For a split second, I could swear I saw a spark of curiosity – and lust? – flash across his eyes. I was about to dismiss it when, suddenly, his lips crashed up against mine. He was salty and sweet, and I dragged my tongue over his teeth for another taste. Hooking my neck with his flesh hand, Bucky pressed my mouth even harder against his, as if to consume me whole. Just as soon as it had started, though, it stopped.

“Cameras.” he sounded out, fingers grazing his lips as his eyes scanned the ceiling corners.

It was as if I was a kid again, getting short-winded ‘cause my lungs couldn’t handle the adventure. I sat there in a daze, breathless and disoriented, as Bucky rose to collect his things.

“So I’ll see you tonight?” he asked at the doorway.

“Hmm? Oh, yes.” I came out of the fog enough to answer.

“‘Kay. Meet me at my place then.”

Realizing how provocative that conversation sounded, my whole face flushed in embarrassment. It was hard tell if he was flirting or had chosen to pretend that the kiss didn’t happened. The conflict between wanting Barnes and feeling wrong for it was age-old, but I couldn’t believe that today of all days I’d have to act on that conflict. A part of me was still heated about the near-suicide attempt, while another part of me wanted to forgive it all and just have him. Bucky never failed to rouse me in any and every way possible. Tonight promised to be intriguing at the least.

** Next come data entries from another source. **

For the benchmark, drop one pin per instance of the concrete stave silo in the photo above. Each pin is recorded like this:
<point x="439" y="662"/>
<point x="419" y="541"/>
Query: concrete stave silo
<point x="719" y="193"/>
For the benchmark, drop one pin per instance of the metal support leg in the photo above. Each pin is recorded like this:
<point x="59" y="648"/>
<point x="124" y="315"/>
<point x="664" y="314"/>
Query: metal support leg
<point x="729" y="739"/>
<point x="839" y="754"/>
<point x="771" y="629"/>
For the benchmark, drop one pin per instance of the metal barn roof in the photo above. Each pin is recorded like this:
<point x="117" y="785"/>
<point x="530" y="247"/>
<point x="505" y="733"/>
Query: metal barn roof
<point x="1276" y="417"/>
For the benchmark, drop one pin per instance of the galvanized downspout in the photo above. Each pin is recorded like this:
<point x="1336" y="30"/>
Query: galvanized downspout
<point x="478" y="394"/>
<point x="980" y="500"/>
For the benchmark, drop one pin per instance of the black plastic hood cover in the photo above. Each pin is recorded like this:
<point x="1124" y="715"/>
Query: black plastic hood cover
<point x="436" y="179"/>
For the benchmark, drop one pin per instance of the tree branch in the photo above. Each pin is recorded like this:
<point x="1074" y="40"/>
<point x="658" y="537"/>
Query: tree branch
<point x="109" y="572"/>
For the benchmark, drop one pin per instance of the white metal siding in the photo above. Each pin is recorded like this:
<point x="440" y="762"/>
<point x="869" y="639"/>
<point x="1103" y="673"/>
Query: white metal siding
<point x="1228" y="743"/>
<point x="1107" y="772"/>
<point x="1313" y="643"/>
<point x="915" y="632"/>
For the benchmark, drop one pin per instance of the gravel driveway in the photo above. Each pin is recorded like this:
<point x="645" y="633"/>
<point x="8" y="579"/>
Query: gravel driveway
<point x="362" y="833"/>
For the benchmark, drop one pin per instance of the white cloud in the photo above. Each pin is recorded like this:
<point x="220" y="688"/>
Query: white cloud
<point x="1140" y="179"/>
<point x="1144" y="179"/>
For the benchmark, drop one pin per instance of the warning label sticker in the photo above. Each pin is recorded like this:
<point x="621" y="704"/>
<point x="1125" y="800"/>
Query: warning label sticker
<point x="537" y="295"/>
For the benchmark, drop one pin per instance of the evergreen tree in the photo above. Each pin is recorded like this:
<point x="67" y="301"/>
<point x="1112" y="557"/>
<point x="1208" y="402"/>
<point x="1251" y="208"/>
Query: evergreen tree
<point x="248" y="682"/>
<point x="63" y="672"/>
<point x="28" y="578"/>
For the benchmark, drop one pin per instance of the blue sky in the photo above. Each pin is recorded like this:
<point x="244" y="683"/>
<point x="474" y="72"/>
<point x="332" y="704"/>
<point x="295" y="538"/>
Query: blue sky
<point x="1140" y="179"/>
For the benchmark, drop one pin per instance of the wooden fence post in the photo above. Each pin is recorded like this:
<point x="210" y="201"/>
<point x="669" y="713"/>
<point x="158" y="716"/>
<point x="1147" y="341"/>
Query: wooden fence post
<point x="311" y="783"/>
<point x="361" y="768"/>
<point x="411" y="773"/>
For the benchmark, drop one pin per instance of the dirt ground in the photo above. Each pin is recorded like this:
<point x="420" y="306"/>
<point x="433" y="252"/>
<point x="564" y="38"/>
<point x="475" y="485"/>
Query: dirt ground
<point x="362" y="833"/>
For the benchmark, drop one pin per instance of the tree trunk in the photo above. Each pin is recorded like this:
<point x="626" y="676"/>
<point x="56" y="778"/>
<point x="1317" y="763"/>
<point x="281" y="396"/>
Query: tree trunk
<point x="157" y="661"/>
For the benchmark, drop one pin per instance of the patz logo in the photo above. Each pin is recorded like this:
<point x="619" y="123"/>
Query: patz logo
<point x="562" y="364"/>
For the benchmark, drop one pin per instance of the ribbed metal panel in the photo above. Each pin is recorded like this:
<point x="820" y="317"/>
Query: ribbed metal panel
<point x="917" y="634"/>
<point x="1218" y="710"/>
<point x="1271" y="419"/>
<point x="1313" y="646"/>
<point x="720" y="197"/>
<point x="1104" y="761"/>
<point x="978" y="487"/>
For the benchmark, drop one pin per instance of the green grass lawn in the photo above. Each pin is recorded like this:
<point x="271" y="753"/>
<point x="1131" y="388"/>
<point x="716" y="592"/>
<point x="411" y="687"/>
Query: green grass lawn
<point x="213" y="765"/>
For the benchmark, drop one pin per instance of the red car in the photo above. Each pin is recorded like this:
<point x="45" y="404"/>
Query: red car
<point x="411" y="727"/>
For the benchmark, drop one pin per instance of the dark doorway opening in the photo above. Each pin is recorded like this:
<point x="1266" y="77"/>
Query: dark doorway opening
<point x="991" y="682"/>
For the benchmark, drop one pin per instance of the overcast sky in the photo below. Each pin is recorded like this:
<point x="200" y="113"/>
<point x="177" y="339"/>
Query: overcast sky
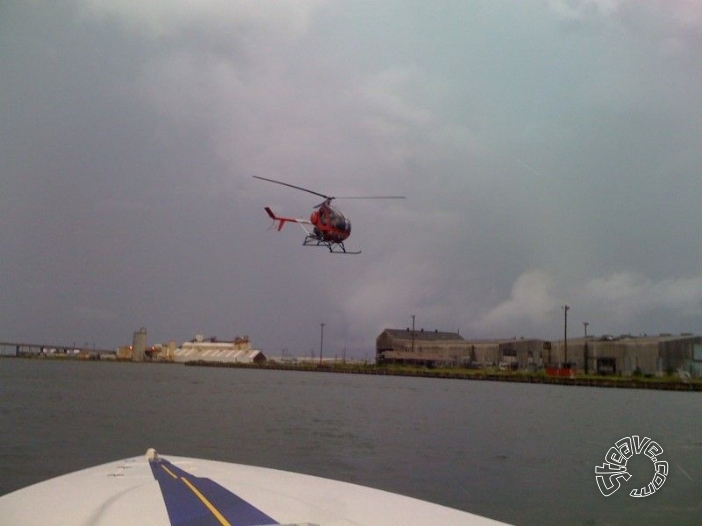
<point x="550" y="152"/>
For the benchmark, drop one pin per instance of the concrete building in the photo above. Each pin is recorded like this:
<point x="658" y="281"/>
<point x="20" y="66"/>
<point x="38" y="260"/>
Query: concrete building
<point x="420" y="347"/>
<point x="624" y="355"/>
<point x="212" y="350"/>
<point x="628" y="354"/>
<point x="434" y="348"/>
<point x="139" y="345"/>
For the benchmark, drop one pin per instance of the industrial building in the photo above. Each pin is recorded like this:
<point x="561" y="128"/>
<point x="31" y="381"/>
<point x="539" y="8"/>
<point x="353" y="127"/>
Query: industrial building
<point x="623" y="355"/>
<point x="212" y="350"/>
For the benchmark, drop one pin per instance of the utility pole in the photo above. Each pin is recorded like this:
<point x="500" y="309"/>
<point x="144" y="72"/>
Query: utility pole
<point x="565" y="333"/>
<point x="321" y="344"/>
<point x="585" y="349"/>
<point x="413" y="334"/>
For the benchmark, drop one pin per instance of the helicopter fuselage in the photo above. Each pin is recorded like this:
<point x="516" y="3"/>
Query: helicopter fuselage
<point x="330" y="224"/>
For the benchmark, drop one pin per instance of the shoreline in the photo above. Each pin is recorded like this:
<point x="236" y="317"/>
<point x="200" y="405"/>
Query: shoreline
<point x="666" y="384"/>
<point x="620" y="382"/>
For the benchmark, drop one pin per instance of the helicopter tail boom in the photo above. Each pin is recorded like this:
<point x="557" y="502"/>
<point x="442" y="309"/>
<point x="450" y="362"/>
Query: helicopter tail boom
<point x="282" y="220"/>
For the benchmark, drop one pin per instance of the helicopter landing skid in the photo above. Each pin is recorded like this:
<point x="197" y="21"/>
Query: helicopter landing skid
<point x="334" y="248"/>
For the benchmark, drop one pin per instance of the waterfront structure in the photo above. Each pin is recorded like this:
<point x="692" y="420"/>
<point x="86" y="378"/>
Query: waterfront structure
<point x="421" y="347"/>
<point x="622" y="355"/>
<point x="139" y="345"/>
<point x="627" y="354"/>
<point x="213" y="350"/>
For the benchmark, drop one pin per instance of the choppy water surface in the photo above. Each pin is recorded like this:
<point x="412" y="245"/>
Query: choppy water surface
<point x="521" y="453"/>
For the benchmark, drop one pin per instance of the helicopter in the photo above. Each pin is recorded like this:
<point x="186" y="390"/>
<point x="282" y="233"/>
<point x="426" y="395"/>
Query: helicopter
<point x="327" y="226"/>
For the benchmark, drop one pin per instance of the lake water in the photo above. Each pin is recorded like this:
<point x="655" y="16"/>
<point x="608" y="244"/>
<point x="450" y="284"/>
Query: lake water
<point x="521" y="453"/>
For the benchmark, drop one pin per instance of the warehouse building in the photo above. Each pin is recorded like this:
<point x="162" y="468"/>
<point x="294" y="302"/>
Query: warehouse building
<point x="626" y="354"/>
<point x="441" y="349"/>
<point x="623" y="355"/>
<point x="200" y="349"/>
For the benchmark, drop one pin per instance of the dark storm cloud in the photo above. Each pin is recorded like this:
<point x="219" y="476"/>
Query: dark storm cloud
<point x="549" y="151"/>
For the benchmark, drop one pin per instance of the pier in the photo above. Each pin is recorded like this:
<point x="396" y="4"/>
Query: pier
<point x="19" y="349"/>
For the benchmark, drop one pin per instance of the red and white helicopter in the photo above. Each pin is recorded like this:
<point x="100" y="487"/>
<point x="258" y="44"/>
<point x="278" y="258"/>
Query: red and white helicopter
<point x="327" y="226"/>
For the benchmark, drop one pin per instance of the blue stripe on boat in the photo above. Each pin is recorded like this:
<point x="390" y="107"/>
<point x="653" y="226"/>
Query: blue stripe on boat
<point x="214" y="505"/>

**Notes for the Chapter:**

> Feel free to message me about typos.


	3. Undisclosed Desires

**Summary for the Chapter:**

> To help combat Bucky’s night terrors, Steve proposes to stay a few nights. This brings up long-buried emotions that they will have to deal with.

**Notes for the Chapter:**

> Edited: 5/15/17

His tongue against my teeth, my fingers in his hair; I could tell this was a new experience. Kissing Rogers felt forbidden and yet satisfying all at once, as if my mouth had waited over eighty years to touch his. It was wrong -wasn’t it? - to want another man, but hadn’t I already committed a thousand other unforgivable sins? While I knew gays were open in the 21st century, I unpleasantly recalled being called “fruity” by the boys who saw how close I was with Steve. I didn’t know what I was going to do when he got here.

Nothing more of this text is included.